Project Summary/Abstract
Bacterial cells are complex organisms that, like eukaryotic cells, contain different cytoskeletal
elements. However, unlike eukaryotic cells, for which much work has been done to determine
the role of the cytoskeleton in cellular physiology, there has been very little work on this aspect
of bacterial cell biology. Disruption of the cytoskeleton often leads to cell shape changes,
making it difficult to separate direct roles of the cytoskeleton from changes due to cell shape
defects. This problem has been overcome in my past research by using suppressor mutations
that restore cell shape to cell shape mutants without altering other physiological conditions. We
will use multiple strategies in this proposal to overcome this problem.
The goal of this work is to remove this black box of microbiology, and determine the role of the
cytoskeleton in microbial physiology. A deeper understanding of bacterial physiology can guide
the development of novel antibacterial therapies, as well as provide insight into the evolution of
the cytoskeleton in general. Disrupting basic physiology will make it difficult for infections to
take hold in the body, giving the host’s natural defenses time to clear the infection. This
proposal will focus on the role of MreB in bacterial motility and chemotaxis.
To understand how MreB is needed in chemotaxis we will use a combination of genetic,
biophysical, and microscopy techniques to examine the protein dynamics of important
components of the chemotaxis system with and without perturbed MreB. We will screen a
deletion library for mutants that can bypass the need for MreB in chemotaxis. Additionally,
using single-cell techniques, we will measure the run/tumble frequency of cells with and
without perturbed MreB. Using known mutations that effect the function of the chemotaxis
proteins, we will determine where in the signaling cascade MreB acts.

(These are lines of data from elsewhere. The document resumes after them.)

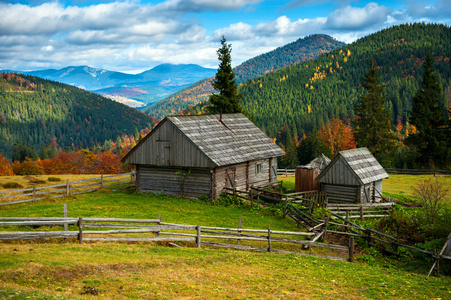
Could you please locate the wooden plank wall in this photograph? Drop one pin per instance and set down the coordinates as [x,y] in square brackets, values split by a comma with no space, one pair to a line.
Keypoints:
[340,193]
[341,174]
[155,180]
[166,147]
[305,180]
[245,175]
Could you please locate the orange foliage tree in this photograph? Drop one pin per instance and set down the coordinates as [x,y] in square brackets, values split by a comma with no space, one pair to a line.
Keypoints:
[5,167]
[27,167]
[337,136]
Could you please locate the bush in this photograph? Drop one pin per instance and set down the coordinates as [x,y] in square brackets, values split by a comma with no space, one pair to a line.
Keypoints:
[12,185]
[38,181]
[53,179]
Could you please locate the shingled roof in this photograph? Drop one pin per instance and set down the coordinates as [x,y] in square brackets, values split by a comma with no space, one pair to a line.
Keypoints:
[228,140]
[361,162]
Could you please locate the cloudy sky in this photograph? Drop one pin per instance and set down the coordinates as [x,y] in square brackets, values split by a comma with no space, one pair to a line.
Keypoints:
[133,36]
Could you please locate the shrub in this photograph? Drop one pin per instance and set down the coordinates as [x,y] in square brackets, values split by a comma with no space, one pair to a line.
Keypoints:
[432,194]
[38,181]
[54,179]
[12,185]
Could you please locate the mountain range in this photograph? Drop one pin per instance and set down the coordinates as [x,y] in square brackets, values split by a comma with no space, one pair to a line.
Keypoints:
[284,101]
[303,49]
[299,99]
[132,89]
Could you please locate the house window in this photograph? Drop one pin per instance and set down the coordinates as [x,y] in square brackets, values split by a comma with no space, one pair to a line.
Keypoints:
[258,170]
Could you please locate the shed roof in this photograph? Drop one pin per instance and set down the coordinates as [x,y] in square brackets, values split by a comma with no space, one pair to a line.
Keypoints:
[230,140]
[360,162]
[320,163]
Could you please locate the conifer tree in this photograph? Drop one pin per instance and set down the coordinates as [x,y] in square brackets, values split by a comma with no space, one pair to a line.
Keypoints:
[227,100]
[427,115]
[372,122]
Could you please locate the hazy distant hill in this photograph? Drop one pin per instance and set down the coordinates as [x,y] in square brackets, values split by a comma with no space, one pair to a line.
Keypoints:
[146,87]
[303,97]
[36,111]
[293,53]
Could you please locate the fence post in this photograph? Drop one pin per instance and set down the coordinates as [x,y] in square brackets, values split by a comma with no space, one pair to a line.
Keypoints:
[239,231]
[285,208]
[351,249]
[80,230]
[65,215]
[198,236]
[323,238]
[157,234]
[67,188]
[269,239]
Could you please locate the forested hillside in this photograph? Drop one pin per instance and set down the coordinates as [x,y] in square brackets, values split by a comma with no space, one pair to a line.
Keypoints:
[37,112]
[293,53]
[307,95]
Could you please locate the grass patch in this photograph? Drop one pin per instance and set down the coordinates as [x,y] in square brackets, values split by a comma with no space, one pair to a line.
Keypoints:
[63,269]
[145,271]
[12,185]
[402,184]
[54,179]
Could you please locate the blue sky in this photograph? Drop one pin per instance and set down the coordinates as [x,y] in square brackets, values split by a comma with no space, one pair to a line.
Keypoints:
[133,36]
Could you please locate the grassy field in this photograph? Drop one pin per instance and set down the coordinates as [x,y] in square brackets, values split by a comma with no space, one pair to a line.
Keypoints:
[63,269]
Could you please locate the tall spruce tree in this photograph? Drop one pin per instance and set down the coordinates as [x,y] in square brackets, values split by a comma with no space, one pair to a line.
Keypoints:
[372,127]
[227,100]
[427,115]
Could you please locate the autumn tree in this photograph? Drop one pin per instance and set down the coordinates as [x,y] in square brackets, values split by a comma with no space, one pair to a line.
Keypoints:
[5,167]
[27,167]
[337,136]
[310,148]
[427,115]
[372,127]
[227,100]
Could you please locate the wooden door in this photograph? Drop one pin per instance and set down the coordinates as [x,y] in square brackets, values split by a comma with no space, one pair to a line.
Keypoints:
[230,178]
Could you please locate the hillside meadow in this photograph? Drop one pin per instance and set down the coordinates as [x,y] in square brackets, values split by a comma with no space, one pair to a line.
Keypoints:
[63,269]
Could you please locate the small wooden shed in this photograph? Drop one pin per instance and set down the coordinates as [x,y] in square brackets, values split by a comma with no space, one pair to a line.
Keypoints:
[201,155]
[305,176]
[353,176]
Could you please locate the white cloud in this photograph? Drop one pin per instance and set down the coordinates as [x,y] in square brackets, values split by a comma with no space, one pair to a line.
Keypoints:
[48,48]
[354,18]
[203,5]
[235,32]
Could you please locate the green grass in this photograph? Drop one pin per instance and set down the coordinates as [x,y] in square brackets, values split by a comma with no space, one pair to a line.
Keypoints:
[143,271]
[402,184]
[63,269]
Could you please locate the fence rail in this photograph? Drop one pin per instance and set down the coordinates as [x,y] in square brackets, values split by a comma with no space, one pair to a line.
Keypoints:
[418,171]
[286,172]
[110,229]
[65,189]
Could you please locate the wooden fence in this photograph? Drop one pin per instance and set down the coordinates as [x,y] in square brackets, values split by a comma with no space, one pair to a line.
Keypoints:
[291,172]
[361,211]
[65,189]
[153,230]
[286,172]
[418,171]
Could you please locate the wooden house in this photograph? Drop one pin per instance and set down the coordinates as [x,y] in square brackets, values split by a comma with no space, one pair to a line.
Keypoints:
[305,176]
[201,155]
[353,176]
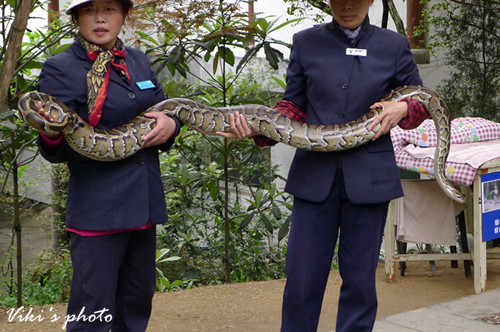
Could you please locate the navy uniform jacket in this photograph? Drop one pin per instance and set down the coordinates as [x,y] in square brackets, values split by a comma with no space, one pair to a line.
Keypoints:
[335,88]
[108,195]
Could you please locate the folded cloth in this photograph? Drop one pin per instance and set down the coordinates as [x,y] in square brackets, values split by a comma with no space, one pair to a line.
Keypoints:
[474,154]
[425,214]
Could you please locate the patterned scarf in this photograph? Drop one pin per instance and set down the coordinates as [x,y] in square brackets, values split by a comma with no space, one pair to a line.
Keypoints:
[98,75]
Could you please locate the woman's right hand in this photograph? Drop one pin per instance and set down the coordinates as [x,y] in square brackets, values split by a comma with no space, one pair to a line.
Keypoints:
[239,128]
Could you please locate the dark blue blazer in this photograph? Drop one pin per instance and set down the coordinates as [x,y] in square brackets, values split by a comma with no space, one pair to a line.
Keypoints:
[108,195]
[335,88]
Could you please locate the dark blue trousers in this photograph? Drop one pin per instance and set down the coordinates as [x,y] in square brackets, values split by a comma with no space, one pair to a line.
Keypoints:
[114,279]
[313,234]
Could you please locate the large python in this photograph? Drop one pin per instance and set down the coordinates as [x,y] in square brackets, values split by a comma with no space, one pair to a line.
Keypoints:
[124,141]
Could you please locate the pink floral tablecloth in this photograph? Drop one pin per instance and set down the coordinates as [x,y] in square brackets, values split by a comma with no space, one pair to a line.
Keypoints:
[474,142]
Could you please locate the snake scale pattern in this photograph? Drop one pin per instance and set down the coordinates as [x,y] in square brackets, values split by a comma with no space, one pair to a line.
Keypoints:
[124,141]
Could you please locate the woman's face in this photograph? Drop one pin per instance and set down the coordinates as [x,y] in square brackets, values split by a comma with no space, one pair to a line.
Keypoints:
[349,14]
[100,21]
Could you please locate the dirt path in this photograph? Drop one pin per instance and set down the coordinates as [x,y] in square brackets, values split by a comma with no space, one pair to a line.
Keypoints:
[256,306]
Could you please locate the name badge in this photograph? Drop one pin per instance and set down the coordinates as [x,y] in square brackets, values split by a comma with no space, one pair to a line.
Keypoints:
[144,85]
[356,51]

All together this research will determine the role of the bacterial cytoskeleton in bacterial
chemotaxis and cell shape. These insights will provide a starting point for the development of
novel therapeutics that can be used to stop or slow infections, giving the host immune system
time to clear the infection. Additionally, many pathogens use flagella-based motility to increase
their virulence. Learning more about how chemotaxis works will enable us to develop therapies
that can inhibit motility in the host, lessening infection. This study will be the first to clearly
show a role for the bacterial cytoskeleton in cell physiology, independently from cell shape,
while adding to our knowledge on both cell shape regulation and chemotaxis.